I have a job assessment today that I need to prepare for, meaning I have literally no time to put something together. Re-try for tomorrow, but today you get to enjoy a beautiful hymn written by Proklos, so this post is not a loss for sure.

Proklos (Πρόκλος) was a Greek Neoplatonist philosopher, one of the last major Classical philosophers. He was alive from 8 February 412 AD to 17 April 485 AD, and amongst other things, he wrote five beautiful hymns about the Roman Gods, which can be interpreted for the Hellenic ones as well. The surviving works consist of two hymns to Venus (Aphrodite), one to the Sun (Helios), one to the Muses, and one to Minerva (Athena). Today, you are getting his hymn to the Muses, because I pra they give my mind and words wings today.


A SACRED light I sing, which leads on high
Jove's nine famed daughters, ruler of the sky,
Whose splendours beaming o'er this sea of life,
On souls hard struggling with its storms of strife,
Through mystic rites perfective and refined,
(From books which stimulate the sluggish mind)
From earth's dire evils leads them to that shore,
Where grief and labour can infest no more;
And well instructs them how, with ardent wing,
From Lethe's deep, wide-spreading flood to spring,
And how once more their kindred stars to gain,
And ancient seats in truth's immortal plain,
From whence they wand'ring fell, thro' mad desire
Of matter's regions and allotments dire.
In me this rage repress, illustrious Nine!
And fill my mental eye with light divine.                           
Oh may the doctrines of the wise inspire
My soul with sacred Bacchanalian fire,
Lest men, with filthy piety replete,
From paths of beauteous light divert my feet.
Conduct my erring soul to sacred light,
From wand'ring generation's stormy night:
Wise thro' your volumes hence, the task be mine,
To sing in praise of eloquence divine,
Whose soothing power can charm the troubled soul,
And throbbing anguish and despair control.
Hear, splendid goddesses, of bounteous mind,
To whom the helm of wisdom is assigned,
And who the soul with all-attractive flame
Lead to the blest immortals whence she came,
From night profound enabling her to rise,
Forsake dull earth, and gain her native skies,
And with unclouded splendour fill the mind,
By rites ineffable of hymns refin'd.
Hear, mighty saviours! and with holy light,
While reading works divine illume my sight,
And dissipate these mists, that I may learn
Immortal gods from mortals to discern;
Lest, plunged in drowsy Lethe's black abyss,
Some baneful daemon keep my soul from bliss;
And lest deep merged in Hyle's stormy mire,
Her powers reluctant suffer tortures dire,
And some chill Fury with her freezing chain,
In ling'ring lethargy my life detain.
All-radiant governors of wisdom's light,
To me now hast'ning from the realms of night,
And ardent panting for the coast of day,
Thro' sacred rites benignant point the way,
And mystic knowledge of my view disclose,
Since this for ever from your nature flows.

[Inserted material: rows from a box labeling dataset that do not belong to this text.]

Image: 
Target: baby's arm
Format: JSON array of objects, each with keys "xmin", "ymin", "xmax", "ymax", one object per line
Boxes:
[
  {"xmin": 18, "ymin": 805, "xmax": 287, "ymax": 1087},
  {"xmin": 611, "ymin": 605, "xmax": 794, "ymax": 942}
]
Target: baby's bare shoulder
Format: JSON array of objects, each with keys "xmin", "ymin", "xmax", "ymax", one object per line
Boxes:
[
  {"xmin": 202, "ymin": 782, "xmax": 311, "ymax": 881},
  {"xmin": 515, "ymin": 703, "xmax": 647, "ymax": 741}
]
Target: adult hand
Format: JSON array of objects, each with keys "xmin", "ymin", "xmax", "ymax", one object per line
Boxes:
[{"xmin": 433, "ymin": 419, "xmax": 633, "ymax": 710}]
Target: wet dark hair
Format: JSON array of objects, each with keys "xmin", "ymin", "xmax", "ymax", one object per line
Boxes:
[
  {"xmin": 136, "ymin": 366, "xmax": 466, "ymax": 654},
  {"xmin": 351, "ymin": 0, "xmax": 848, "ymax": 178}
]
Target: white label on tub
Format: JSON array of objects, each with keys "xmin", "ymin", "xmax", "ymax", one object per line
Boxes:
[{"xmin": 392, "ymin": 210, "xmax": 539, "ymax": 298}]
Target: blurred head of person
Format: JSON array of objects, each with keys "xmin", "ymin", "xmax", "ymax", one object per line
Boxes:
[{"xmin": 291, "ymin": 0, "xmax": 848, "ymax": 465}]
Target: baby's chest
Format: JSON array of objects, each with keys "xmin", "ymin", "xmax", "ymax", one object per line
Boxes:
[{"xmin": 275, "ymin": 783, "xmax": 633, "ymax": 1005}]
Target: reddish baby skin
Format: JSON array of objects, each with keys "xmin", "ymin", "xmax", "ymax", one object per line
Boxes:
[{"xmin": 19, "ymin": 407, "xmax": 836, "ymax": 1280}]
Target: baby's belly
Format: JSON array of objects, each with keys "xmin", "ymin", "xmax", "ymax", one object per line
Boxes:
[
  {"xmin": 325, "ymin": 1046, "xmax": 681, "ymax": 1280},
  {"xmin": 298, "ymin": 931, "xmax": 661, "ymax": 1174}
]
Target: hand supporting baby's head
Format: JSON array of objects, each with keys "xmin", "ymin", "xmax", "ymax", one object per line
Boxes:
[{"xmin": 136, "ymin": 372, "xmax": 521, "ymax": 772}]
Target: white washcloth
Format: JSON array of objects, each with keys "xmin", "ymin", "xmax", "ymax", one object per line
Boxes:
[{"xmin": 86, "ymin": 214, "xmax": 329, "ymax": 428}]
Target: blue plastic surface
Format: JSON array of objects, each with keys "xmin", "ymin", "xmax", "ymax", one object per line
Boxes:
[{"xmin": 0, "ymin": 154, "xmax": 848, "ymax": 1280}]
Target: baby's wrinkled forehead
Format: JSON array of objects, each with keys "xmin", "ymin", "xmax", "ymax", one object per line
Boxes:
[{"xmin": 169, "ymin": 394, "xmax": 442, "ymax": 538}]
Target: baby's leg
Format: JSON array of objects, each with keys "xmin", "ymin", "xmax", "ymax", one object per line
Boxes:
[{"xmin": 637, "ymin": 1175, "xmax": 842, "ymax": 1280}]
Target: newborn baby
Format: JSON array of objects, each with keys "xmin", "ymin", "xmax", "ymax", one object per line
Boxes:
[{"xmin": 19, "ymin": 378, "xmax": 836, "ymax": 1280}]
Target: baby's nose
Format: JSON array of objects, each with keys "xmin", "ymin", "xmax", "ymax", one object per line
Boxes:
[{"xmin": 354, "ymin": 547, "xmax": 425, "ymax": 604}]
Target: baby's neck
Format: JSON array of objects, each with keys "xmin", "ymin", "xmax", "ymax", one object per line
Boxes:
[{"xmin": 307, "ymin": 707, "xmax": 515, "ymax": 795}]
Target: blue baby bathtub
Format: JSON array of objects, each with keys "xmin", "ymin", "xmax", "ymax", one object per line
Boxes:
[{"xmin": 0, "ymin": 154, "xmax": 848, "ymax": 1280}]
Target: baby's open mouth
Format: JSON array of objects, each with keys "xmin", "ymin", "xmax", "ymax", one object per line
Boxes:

Thomas Taylor, who translated this version of the hymn, notes that Proklos, in his Scholia on the Cratylus, beautifully observes as follows, concerning the Muses:

"The whole world is bound in indissoluble bonds from Apollo and the Muses, and is both one and all-perfect, through the communications of these divinities; possessing the former through the Apollonical monad, + but its all-perfect subsistence through the number of the Muses. For the number nine, which is generated from the first perfect number, (that is, three) is, through similitude and sameness, accommodated to the multiform causes of the mundane order and harmony; all of them at the same time being collected into one summit for the purpose of producing one consummate perfection; for the Muses generate the variety of reasons with which the world is replete; but Apollo comprehends in union all the multitude of these. And the Muses give subsistence to the harmony of soul; but Apollo is the leader of intellectual and indivisible harmony. The Muses distribute the phenomena according to harmonical reasons; but Apollo comprehends unapparent and separate harmony. And though both give subsistence to the same things, yet the Muses effect this according to number, but Apollo according to union. And the Muses indeed distribute the unity of Apollo; but Apollo unites and contains harmonic multitude: for the multitude of the Muses proceeds from the essence of Musagetes, which is both separate and subsists according to the nature of the one."